We can also check that we did the right correlations by looking at the dimensions of the matrix, in this case we expect a 20 by 20 matrix.

data_cor <- data_cor$cor
dim(data_cor)
## [1] 20 20

We also do the same for our mixed-up data.

mix_cor <- ICIKendallTau::ici_kendalltau(mix_data)$cor

Reorder Correlations

To make the heatmap more useful, we also do clustering within each of the sample classes and reorder the correlations, this highlights sub-groups within classes as well as potential outliers.

data_order <- similarity_reorderbyclass(data_cor, sample_info[, "class", drop = FALSE],
                                        transform = "sub_1")
mix_order <- similarity_reorderbyclass(mix_cor, sample_info[, "class", drop = FALSE],
                                       transform = "sub_1")

Color by Class

We also want to color them by their class.

data_legend <- generate_group_colors(2)
names(data_legend) <- c("grp1", "grp2")

row_data <- sample_info[, "class", drop = FALSE]
row_annotation <- list(class = data_legend)

Map Correlation to Color

Correlation values are mapped to colors using the colorRamp2 function, by specifying the range of correlations, and what colors to map them to. Here the viridis color-scale is used because it is perceptually uniform and is good for those suffering from various types of color blindness. Other choices might be black -> white, or the other color maps in the viridis package. More information about viridis is available here.

library(viridis)
library(circlize)
colormap <- colorRamp2(seq(0.5, 1, length.out = 20), viridis::viridis(20))

Heatmap!

Finally we can make the heatmaps!

visqc_heatmap(data_cor, colormap, "Good Data", row_color_data = row_data,
              row_color_list = row_annotation, col_color_data = row_data,
              col_color_list = row_annotation, row_order = data_order$indices,
              column_order = data_order$indices)

visqc_heatmap(mix_cor, colormap, "Bad Data", row_color_data = row_data,
              row_color_list = row_annotation, col_color_data = row_data,
              col_color_list = row_annotation, row_order = mix_order$indices,
              column_order = mix_order$indices)

Note in the second example, s5 and s19 look odd.

Median Correlation

Lets also calculate the median correlation within each class.

Good

data_medcor <- median_correlations(data_cor, sample_info$class)

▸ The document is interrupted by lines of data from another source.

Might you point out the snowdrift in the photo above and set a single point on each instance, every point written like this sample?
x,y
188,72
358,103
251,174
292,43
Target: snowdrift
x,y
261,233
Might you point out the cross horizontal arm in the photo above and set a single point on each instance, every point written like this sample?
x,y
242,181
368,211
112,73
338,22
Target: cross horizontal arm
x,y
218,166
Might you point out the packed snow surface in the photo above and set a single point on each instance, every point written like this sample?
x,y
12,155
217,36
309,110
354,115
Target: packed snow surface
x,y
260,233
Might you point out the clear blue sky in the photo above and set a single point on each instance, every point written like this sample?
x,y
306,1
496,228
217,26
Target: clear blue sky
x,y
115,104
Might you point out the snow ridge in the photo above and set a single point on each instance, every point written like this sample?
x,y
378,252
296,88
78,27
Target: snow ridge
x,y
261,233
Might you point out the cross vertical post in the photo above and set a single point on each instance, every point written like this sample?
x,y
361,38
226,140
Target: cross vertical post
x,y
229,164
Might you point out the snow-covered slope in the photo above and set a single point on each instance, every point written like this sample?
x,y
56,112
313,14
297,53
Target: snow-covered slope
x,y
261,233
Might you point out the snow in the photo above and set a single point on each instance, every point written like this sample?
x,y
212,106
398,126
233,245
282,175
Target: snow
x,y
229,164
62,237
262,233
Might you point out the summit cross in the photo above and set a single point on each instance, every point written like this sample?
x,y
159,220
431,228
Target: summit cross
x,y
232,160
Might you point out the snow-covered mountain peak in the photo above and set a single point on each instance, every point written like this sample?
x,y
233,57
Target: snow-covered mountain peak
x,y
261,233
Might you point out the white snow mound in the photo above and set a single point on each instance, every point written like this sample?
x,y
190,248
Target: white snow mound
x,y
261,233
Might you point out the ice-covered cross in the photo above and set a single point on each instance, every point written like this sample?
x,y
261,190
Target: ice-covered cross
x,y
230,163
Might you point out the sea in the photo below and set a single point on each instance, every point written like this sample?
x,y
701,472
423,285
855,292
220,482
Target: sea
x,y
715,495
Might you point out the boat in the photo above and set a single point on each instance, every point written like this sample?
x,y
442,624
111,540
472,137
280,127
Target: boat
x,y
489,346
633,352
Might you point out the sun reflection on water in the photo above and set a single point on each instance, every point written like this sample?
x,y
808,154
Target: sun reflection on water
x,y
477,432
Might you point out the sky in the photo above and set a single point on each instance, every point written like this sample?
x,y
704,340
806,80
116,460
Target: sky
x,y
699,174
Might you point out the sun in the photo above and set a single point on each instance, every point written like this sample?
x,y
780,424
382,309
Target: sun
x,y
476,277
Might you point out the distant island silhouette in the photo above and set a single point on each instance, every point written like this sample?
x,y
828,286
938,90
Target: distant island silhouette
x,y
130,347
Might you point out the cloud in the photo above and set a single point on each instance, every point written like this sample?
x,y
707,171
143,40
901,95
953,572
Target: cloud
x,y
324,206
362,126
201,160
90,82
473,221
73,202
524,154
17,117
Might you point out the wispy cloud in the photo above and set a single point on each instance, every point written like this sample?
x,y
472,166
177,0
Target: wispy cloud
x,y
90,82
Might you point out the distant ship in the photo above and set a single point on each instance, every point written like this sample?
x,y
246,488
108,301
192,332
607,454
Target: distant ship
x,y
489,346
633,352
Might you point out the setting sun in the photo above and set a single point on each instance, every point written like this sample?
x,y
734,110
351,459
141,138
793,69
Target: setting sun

And plot it using facets in ggplot2.

ggplot(data_medcor, aes(x = sample_id, y = med_cor)) + geom_point() + 
  facet_grid(. ~ sample_class, scales = "free") + ggtitle("Good Data")

Bad

mix_medcor <- median_correlations(mix_cor, sample_info$class)

Plot it!

ggplot(mix_medcor, aes(x = sample_id, y = med_cor)) + geom_point() +
  facet_grid(. ~ sample_class, scales = "free") + ggtitle("Bad Dat")

Proportion of Outlier Features

For every feature (the rows in our matrix), within each sample-class, calculate the trimmed (remove the x highest and lowest values) mean and sd, which features are outside a given number of sd’s, and then calculate the proportion of outliers in each sample. Samples with a deviated proportion of outliers should be examined more closely.

If you are using metabolomics data with a large number of zeros, you probably want to ignore zeros.

Good

data_outlier <- outlier_fraction(log_data, sample_info$class, remove_missing = NA)

Plot them!

ggplot(data_outlier, aes(x = sample_id, y = frac)) + geom_point() + 
  facet_grid(. ~ sample_class, scales = "free") + ggtitle("Good Data")

Bad

mix_outlier <- outlier_fraction(mix_data, sample_info$class, remove_missing = 0)

Plot them.

ggplot(mix_outlier, aes(x = sample_id, y = frac)) + geom_point() + 
  facet_grid(. ~ sample_class, scales = "free") + ggtitle("Mix Data")

Conclusion

Hopefully this has shown how you can use the various tools to examine your high-througput -omics data for potential problems.